A vulnerability was found in Campcodes Advanced Online Voting Management System 1.0. It has been classified as critical. This affects an unknown function of the file /admin/candidates_edit.php. This manipulation of the argument ID causes sql injection. This vulnerability is handled as CVE-2025-11111. The attack can be initiated remotely. Additionally, an exploit exists.

A vulnerability was found in PHPGurukul Employee Record Management System 1.3. It has been declared as problematic.
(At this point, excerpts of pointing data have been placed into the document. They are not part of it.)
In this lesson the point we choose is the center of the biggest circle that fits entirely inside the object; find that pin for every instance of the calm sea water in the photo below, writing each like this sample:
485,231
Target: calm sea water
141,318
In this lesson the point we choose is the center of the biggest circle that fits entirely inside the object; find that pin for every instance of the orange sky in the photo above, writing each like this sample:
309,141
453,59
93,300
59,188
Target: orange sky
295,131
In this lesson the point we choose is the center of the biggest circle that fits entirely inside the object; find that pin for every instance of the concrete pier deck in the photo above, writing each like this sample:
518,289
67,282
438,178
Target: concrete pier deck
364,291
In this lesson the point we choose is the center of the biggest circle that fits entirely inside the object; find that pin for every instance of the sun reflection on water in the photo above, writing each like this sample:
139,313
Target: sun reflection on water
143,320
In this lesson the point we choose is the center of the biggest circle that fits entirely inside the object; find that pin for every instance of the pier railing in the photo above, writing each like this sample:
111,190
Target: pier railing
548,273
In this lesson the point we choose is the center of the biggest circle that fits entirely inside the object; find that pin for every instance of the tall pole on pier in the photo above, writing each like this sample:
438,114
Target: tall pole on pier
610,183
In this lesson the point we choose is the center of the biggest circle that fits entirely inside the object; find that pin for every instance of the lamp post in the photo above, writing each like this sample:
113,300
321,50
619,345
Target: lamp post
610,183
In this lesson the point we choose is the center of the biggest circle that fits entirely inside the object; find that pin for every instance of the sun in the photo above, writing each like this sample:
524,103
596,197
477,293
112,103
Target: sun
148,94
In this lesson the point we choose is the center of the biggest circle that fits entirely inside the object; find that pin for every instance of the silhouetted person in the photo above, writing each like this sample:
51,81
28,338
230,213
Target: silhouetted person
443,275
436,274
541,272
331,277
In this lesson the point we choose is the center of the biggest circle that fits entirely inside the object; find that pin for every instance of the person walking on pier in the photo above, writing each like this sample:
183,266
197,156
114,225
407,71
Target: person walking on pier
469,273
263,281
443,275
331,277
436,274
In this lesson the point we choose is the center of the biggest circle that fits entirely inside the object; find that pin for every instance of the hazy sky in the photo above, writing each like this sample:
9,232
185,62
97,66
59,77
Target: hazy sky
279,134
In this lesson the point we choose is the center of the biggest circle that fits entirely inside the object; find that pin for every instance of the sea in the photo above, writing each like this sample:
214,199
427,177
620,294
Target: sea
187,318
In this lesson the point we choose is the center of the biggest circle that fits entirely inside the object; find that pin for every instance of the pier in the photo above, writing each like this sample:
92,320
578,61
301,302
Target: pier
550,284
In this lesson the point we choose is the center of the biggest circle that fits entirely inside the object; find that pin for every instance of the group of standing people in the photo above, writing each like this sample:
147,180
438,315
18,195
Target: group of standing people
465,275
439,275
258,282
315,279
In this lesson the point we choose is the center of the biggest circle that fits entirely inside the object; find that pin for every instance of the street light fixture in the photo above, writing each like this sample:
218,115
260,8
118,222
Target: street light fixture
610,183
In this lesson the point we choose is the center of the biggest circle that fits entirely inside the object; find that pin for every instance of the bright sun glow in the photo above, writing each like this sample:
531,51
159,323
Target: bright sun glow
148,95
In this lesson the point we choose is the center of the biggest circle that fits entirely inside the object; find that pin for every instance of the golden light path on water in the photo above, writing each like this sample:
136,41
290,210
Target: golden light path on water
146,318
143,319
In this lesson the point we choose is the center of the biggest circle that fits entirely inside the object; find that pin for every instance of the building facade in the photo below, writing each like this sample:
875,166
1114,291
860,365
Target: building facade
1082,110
This impacts an unknown function of the file /myprofile.php. Such manipulation of the argument First name leads to cross site scripting. This vulnerability is uniquely identified as CVE-2025-11112. The attack can be launched remotely. Moreover, an exploit is present.

A vulnerability identified as critical has been detected in Linux Kernel up to 6.16-rc2. This affects an unknown function of the component ACPICA. Performing manipulation of the argument method results in use after free. This vulnerability is known as CVE-2025-38386. Access to the local network is required for this attack. No exploit is available. You should upgrade the affected component.

A vulnerability classified as critical has been found in Linux Kernel up to 6.16-rc2. Affected by this issue is the function nanddev_ecc_engine_cleanup of the component mtd. This manipulation causes memory leak. The identification of this vulnerability is CVE-2025-38384. The attack needs to be done within the local network. There is no exploit available. It is recommended to upgrade the affected component.

A vulnerability has been found in Campcodes Computer Sales and Inventory System 1.0 and classified as critical. The affected element is an unknown function of the file /pages/us_edit.php?action=edit. The manipulation of the argument ID leads to sql injection. This vulnerability is traded as CVE-2025-11109. It is possible to initiate the attack remotely. Furthermore, there is an exploit available.

A vulnerability was found in Campcodes Online Learning Management System 1.0 and classified as critical. The impacted element is an unknown function of the file /admin/school_year.php. The manipulation of the argument school_year results in sql injection. This vulnerability is known as CVE-2025-11110. It is possible to launch the attack remotely. Furthermore, an exploit is available.